Does it have staying power?
This level of activism, centered on the opposition to the tar sands, is unprecedented. But can it be sustained?
“It is increasingly obvious to the public that the industry expansion of the tar sands in Alberta has been reckless,” Adam Scott, Climate & Energy Program Manager at Environmental Defence, said via email. “Air pollution, water pollution, disturbance of boreal forest and species, all of which are encroaching on the health, traditional territory and way of life for First Nations is increasingly common knowledge.“
“Even more encouraging is the growing understanding that Canada cannot meet any meaningful climate change target if the tar sands are allowed to grow unchecked. We either tackle climate change, or we develop the tar sands – we are making it clear that we can’t do both.”
Alberta’s tar sands now threaten the backyards of everyday Canadians and they clearly believe the risks outweigh the benefits. Why risk the drinking water, the natural habitat and just about everything else for a product people increasingly don’t want?

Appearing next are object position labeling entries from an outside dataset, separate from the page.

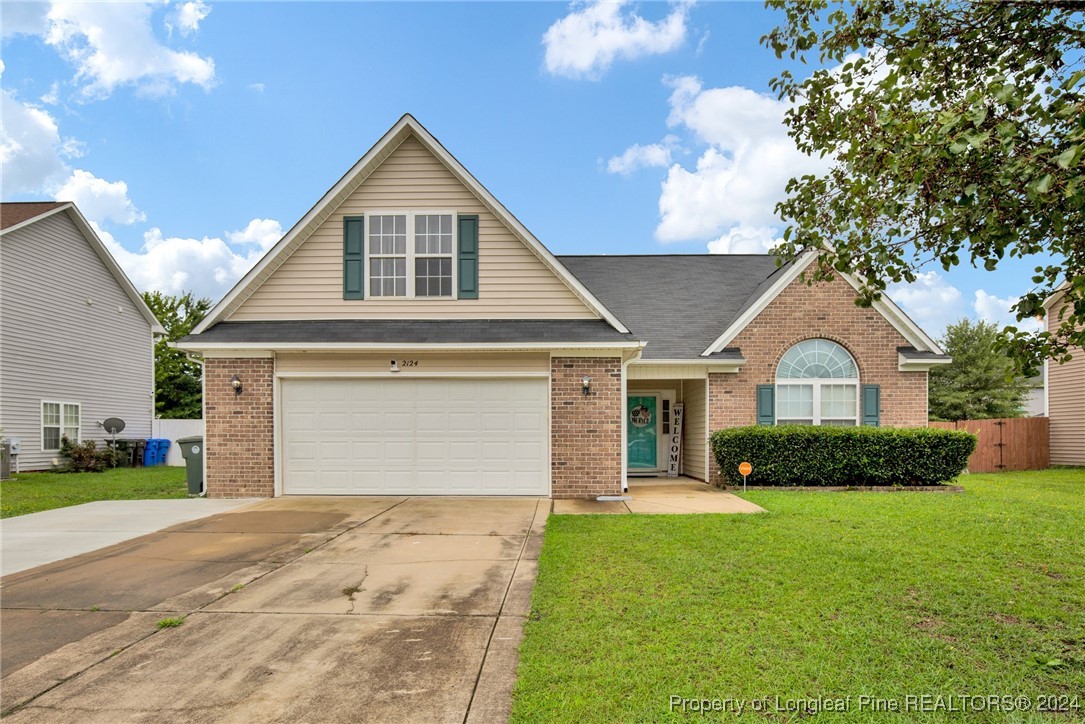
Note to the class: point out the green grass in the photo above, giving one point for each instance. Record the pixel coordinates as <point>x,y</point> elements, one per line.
<point>32,492</point>
<point>828,595</point>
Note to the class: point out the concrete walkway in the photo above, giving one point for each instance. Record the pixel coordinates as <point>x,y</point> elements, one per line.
<point>663,496</point>
<point>52,535</point>
<point>332,609</point>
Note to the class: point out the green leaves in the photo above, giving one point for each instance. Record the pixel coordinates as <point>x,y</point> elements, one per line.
<point>957,130</point>
<point>178,392</point>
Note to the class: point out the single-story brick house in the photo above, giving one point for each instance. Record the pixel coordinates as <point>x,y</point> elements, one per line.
<point>409,335</point>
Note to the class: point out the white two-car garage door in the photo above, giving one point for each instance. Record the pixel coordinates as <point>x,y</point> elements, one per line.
<point>415,436</point>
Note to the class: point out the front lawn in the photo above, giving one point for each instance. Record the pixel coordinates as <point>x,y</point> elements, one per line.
<point>829,595</point>
<point>32,492</point>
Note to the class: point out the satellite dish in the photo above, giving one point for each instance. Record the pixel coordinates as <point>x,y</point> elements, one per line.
<point>114,424</point>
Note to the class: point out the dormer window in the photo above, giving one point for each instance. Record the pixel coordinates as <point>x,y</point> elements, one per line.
<point>410,254</point>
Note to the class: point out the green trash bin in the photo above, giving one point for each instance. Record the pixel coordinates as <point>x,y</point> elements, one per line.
<point>192,452</point>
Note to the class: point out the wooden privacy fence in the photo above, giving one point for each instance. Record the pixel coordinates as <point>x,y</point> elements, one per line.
<point>1006,444</point>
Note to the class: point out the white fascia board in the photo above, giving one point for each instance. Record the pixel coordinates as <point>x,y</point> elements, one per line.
<point>905,365</point>
<point>295,231</point>
<point>408,122</point>
<point>382,346</point>
<point>693,362</point>
<point>760,305</point>
<point>33,219</point>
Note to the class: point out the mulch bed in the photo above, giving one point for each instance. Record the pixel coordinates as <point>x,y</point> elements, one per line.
<point>856,488</point>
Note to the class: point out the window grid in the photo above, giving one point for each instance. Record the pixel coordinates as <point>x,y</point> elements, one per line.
<point>829,391</point>
<point>59,420</point>
<point>423,268</point>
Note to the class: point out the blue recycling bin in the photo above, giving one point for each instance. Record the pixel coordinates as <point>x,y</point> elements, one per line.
<point>155,453</point>
<point>149,452</point>
<point>163,452</point>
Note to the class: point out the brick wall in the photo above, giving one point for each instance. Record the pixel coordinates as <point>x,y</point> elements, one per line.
<point>239,442</point>
<point>586,447</point>
<point>825,310</point>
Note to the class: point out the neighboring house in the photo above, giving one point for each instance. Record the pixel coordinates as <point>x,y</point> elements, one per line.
<point>76,339</point>
<point>409,335</point>
<point>1066,395</point>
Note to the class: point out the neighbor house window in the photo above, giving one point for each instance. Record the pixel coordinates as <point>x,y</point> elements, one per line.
<point>410,254</point>
<point>59,420</point>
<point>817,382</point>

“The oil industry hasn’t learned that this isn’t merely a PR exercise either,” said Scott. “They keep throwing millions at new advertising campaigns to convince Canadians they are responsible, when their actions show the opposite.”
With the oil industry under pressure, some may panic that the downturn will doom the Canadian economy. Not true. Lower oil prices will mean a lower dollar and that will stimulate Canadian manufacturing again in central Canada, according to Robert Kavcic, senior economist at BMO Capital Markets.
“The combination of stronger U.S. demand, a weaker loonie and now lower oil prices plays right into the hands of exports and manufacturing, and of the economy that has lagged so far this cycle,” Kavcic said in a statement. “Estimates suggest that a 10 per cent decline in the Canadian dollar can lift real GDP growth by half a percentage point per year over two years, though the impact might be somewhat smaller now given a declining manufacturing share and loss of capacity since the Great Recession.”
“It’s folly to rely too heavily on extracting and selling finite resources, especially those that cause pollution and contribute to climate change and other threats to the environment and human health and survival,” David Suzuki, the world renowned environmentalist said in a recent post. “Canada’s economic growth potential through clean energy is huge, but it needs to be given the same priority government gives other industries.”
The experts, the realists and the greenies know we are entering a brave new world. Oil prices are weak because of global economic problems that look to be with us for a while. The protest movement, call it radicalization or people just waking up, is growing from strength to strength. These twin events could be transforming the world and Canada has much to gain if it plays its part and finally stands up to Big Oil.